Samarinda – Di tengah lengangnya suasana jelang 1 Syawal 1446 H, suara spiritual menggema dari gedung parlemen Kalimantan Timur. Dr. Agusriansyah Ridwan Wakil Ketua Bapemperda dan Anggota Komisi IV DPRD Provinsi Kalimantan Timur, menyerukan ajakan mendalam kepada masyarakat untuk menyambut Idulfitri dengan hati yang bersih dan pikiran yang jernih.
Sebagai wakil rakyat dari Dapil VI yang meliputi Kota Bontang, Kabupaten Kutai Timur, dan Berau, Agusriansyah menyampaikan bahwa Ramadan adalah bulan istimewa, penuh rahmat dan ampunan dari Allah SWT. Ia mengajak umat Muslim untuk merefleksikan makna Ramadan dan menjadikannya momentum transformasi diri menuju ketakwaan.
“Kita sudah di penghujung bulan suci Ramadan 1446 H, bulan yang penuh keberkahan, maghfirah, dan rahmat Allah SWT. Semoga kita benar-benar memasuki 1 Syawal dengan kesucian hati dan kejernihan dalam berpikir,” ucap Agusriansyah, Ahad (30/3/2025).
Menurutnya, Ramadan bukan sekadar ritual ibadah, tetapi proses pembentukan karakter dan spiritualitas yang mengajak manusia untuk membersihkan diri dari hal-hal negatif, serta mengoptimalkan peran sebagai makhluk bermanfaat bagi alam semesta.
Ia juga mengingatkan tentang keutamaan malam Lailatul Qadar dan pentingnya memperbanyak doa serta amal saleh di akhir bulan suci ini. Harapannya, seluruh umat Muslim dapat keluar dari Ramadan sebagai insan yang lebih bertakwa dan peduli terhadap sesama.
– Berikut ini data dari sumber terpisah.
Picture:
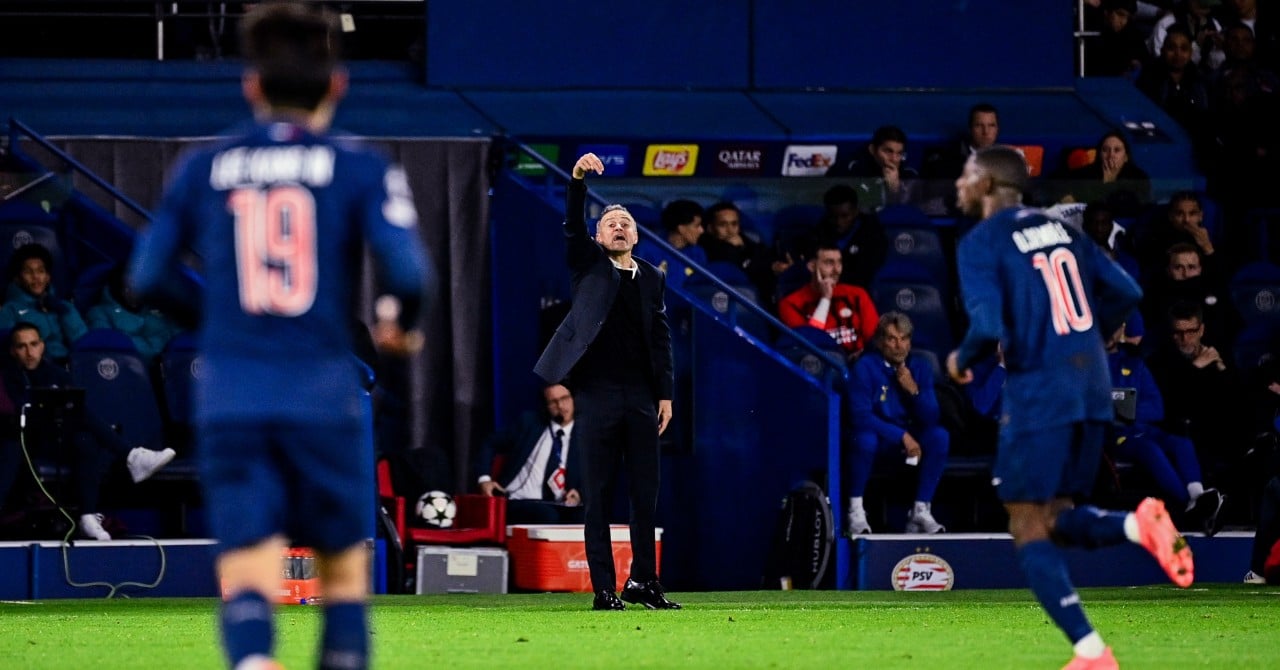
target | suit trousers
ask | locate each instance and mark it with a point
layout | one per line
(616, 424)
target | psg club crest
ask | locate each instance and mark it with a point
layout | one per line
(923, 571)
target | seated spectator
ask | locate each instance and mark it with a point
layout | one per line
(882, 176)
(1119, 49)
(1206, 33)
(859, 236)
(1185, 281)
(542, 469)
(31, 299)
(845, 311)
(1203, 393)
(682, 222)
(1176, 85)
(1169, 459)
(944, 167)
(725, 242)
(94, 445)
(895, 415)
(1183, 220)
(1112, 177)
(119, 309)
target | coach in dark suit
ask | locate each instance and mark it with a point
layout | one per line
(613, 349)
(542, 464)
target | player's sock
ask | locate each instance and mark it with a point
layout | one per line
(1089, 527)
(1091, 646)
(247, 628)
(344, 645)
(1046, 573)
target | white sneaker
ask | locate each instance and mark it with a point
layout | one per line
(920, 520)
(145, 463)
(858, 524)
(91, 527)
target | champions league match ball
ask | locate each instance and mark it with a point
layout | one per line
(437, 509)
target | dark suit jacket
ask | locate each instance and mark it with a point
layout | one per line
(516, 443)
(595, 285)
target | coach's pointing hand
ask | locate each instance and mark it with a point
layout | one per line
(588, 163)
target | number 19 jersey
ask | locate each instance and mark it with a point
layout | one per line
(1048, 295)
(278, 218)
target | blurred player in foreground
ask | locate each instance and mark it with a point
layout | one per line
(278, 214)
(1046, 294)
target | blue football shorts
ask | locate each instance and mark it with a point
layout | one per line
(311, 483)
(1052, 463)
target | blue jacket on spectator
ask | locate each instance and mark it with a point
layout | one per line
(878, 404)
(56, 319)
(149, 328)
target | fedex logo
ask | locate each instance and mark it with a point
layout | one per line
(670, 160)
(615, 158)
(808, 160)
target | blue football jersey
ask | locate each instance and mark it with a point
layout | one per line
(279, 218)
(1048, 295)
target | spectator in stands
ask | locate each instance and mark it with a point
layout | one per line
(682, 222)
(1185, 281)
(1266, 32)
(1176, 85)
(895, 415)
(31, 299)
(882, 174)
(1203, 393)
(1205, 31)
(119, 309)
(1169, 459)
(726, 242)
(941, 168)
(858, 235)
(94, 445)
(1112, 176)
(845, 311)
(1119, 49)
(1183, 223)
(540, 472)
(1246, 103)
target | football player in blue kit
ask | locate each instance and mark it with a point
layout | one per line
(278, 214)
(1046, 294)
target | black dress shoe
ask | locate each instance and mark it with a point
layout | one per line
(648, 593)
(607, 600)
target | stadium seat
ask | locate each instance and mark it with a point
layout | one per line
(1256, 294)
(731, 309)
(790, 347)
(179, 368)
(920, 246)
(480, 520)
(923, 302)
(117, 386)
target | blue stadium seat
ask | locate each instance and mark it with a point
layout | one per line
(1256, 294)
(709, 294)
(179, 367)
(924, 304)
(920, 246)
(118, 386)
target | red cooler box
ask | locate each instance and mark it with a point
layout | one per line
(552, 557)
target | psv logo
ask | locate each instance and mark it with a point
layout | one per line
(923, 571)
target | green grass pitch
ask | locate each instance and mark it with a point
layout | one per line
(1217, 625)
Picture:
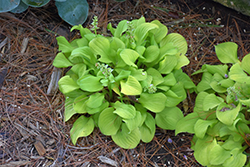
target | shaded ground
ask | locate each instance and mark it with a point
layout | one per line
(32, 131)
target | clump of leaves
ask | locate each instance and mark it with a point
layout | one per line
(220, 121)
(125, 84)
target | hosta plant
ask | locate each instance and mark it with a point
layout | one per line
(220, 120)
(126, 83)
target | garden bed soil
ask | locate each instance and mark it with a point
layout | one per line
(32, 130)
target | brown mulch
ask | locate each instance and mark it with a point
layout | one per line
(32, 130)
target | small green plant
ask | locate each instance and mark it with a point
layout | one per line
(220, 120)
(125, 84)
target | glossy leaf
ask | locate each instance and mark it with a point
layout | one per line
(61, 61)
(168, 118)
(127, 139)
(153, 102)
(134, 122)
(178, 41)
(82, 127)
(201, 126)
(227, 116)
(211, 101)
(151, 54)
(245, 63)
(73, 12)
(227, 52)
(218, 155)
(125, 111)
(101, 46)
(148, 129)
(131, 86)
(109, 123)
(156, 75)
(186, 124)
(90, 83)
(95, 100)
(67, 84)
(129, 56)
(202, 149)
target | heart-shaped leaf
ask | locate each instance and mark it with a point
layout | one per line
(82, 127)
(153, 102)
(61, 61)
(227, 52)
(131, 86)
(90, 83)
(125, 111)
(168, 118)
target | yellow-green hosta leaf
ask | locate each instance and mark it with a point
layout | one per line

“Semoga kita dikelompokkan oleh Allah ke dalam orang-orang yang bertakwa,” tambahnya.
Mengakhiri pesannya, Agusriansyah mengucapkan kalimat penuh kehangatan khas Idulfitri.
“Taqabbalallahu minna wa minkum taqabbal yaa kariim, wa ja’alanallahu wa iyyakum minal ‘aidin wal faizin wal maqbulin, kullu ‘aamin wa antum bi khair. Minal Aidin wal Faizin, mohon maaf lahir dan batin,” tutupnya.
Ucapan ini menjadi pengingat akan pentingnya silaturahmi, saling memaafkan, dan mempererat kebersamaan di tengah masyarakat yang beragam.
Dengan pesan spiritual itu, Dr. Agusriansyah berharap Ramadan tidak hanya menjadi kenangan tahunan, tetapi warisan nilai yang terus hidup dalam kehidupan sehari-hari masyarakat Kalimantan Timur.